When the Brooklyn and Jamaica Railroad opened in 1836, under lease to the LIRR, it did not include a station at East New York.[citation needed] The LIRR began stopping at East New York by early 1843,[2] eventually stopping at the Howard House at Alabama Avenue, shared with all the other horse car and steam lines into East New York.[3] From 1861 to 1877, East New York served as the west end of steam service along the Atlantic Branch.[4][5]

By 1878, local Atlantic Avenue rapid transit trains began stopping at a new station, Manhattan Beach Railroad Crossing, at the New York and Manhattan Beach Railway crossing at Van Sinderen Avenue.

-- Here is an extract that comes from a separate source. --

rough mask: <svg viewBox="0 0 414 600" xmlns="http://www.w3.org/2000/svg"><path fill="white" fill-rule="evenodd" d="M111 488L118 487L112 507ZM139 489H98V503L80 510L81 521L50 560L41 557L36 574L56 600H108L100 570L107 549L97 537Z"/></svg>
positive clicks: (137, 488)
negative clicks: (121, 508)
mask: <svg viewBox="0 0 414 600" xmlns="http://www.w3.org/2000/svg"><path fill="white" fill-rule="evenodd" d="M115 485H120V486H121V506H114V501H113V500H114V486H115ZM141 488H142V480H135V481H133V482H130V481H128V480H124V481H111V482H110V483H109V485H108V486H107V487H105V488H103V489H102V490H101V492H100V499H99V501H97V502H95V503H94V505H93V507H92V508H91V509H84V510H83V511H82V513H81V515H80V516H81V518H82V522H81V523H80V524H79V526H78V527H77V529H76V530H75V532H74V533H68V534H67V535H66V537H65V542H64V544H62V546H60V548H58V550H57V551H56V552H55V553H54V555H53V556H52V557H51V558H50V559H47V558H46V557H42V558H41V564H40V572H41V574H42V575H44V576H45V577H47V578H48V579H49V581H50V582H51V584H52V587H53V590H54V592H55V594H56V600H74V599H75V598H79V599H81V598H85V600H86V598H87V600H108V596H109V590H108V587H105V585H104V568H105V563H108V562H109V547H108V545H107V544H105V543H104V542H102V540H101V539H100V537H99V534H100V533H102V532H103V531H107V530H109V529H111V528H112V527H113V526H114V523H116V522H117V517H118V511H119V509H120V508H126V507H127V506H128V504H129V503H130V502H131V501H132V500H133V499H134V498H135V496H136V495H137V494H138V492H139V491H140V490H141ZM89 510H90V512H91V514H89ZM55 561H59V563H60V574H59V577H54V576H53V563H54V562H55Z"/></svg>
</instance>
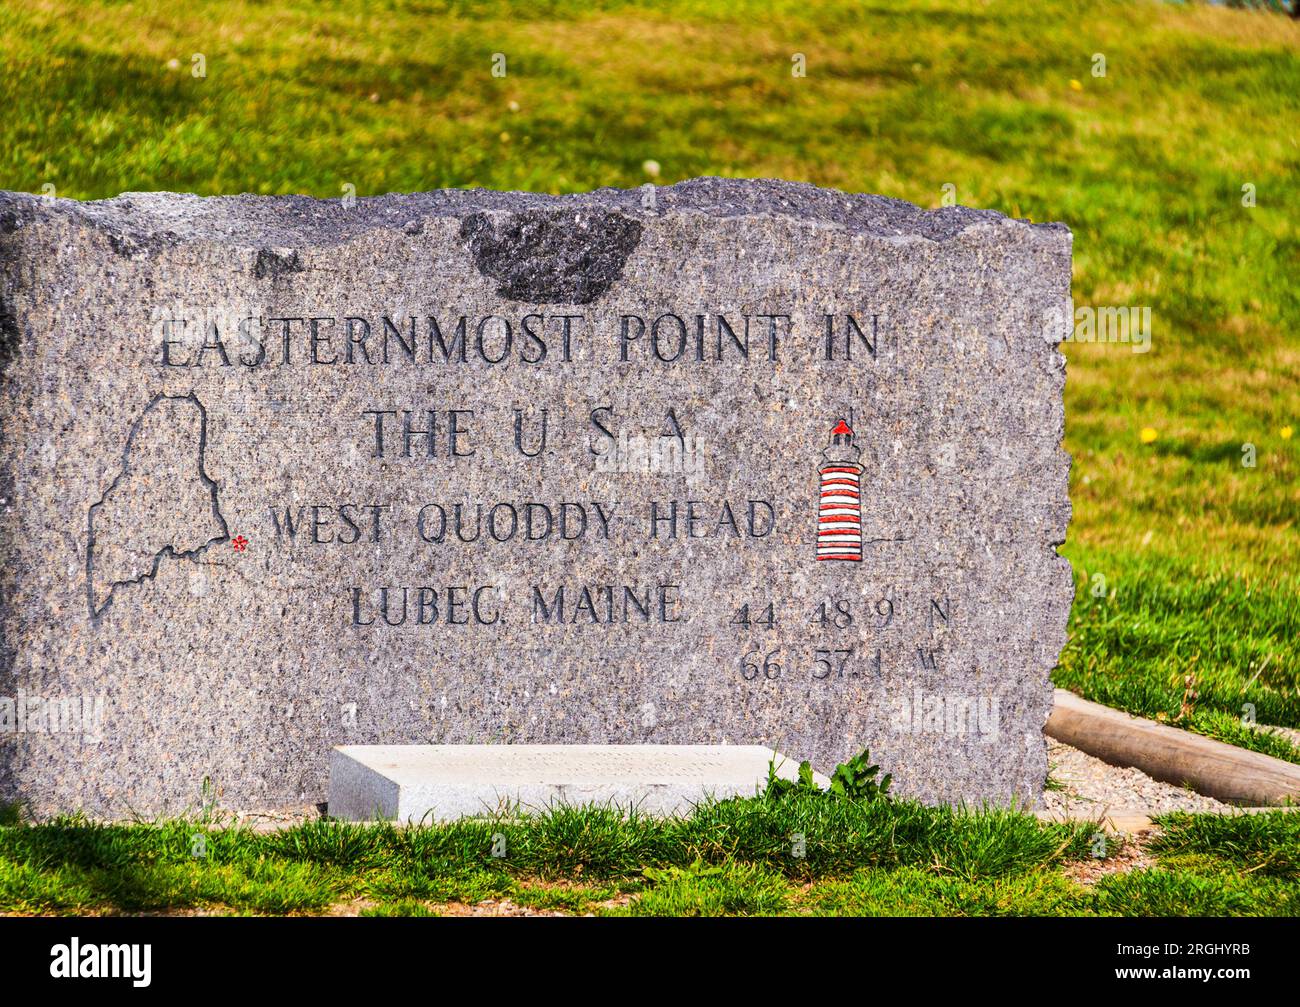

This later became the main East New York station, with only these local trains stopping at Howard House.[6] The Atlantic Avenue Improvement, completed in 1905, resulted in the closing of the Howard House station, and the expanded Manhattan Crossing station was renamed East New York. The elevated Warwick Street station, 18 blocks east, was also labeled as serving East New York;[7] it closed in 1939, when the elevated railway east of East New York was buried in the current tunnel.[8]

East New York was also a station on the New York and Manhattan Beach Railway, now the Bay Ridge Branch, from its opening in July 1877 until May 1924, when passenger service on the branch ended. It was initially at grade level where the lines crossed, but was placed in a tunnel in 1915; the platforms, under East New York Avenue, still exist. Until the 1930s, a grade-level freight connection existed in the southeast quadrant between the two lines.[9]

In 1928, the station was the location of a firework accident that resulted in Palsgraf v. Long Island Railroad Co., an oft-cited court case on the doctrine of proximate cause.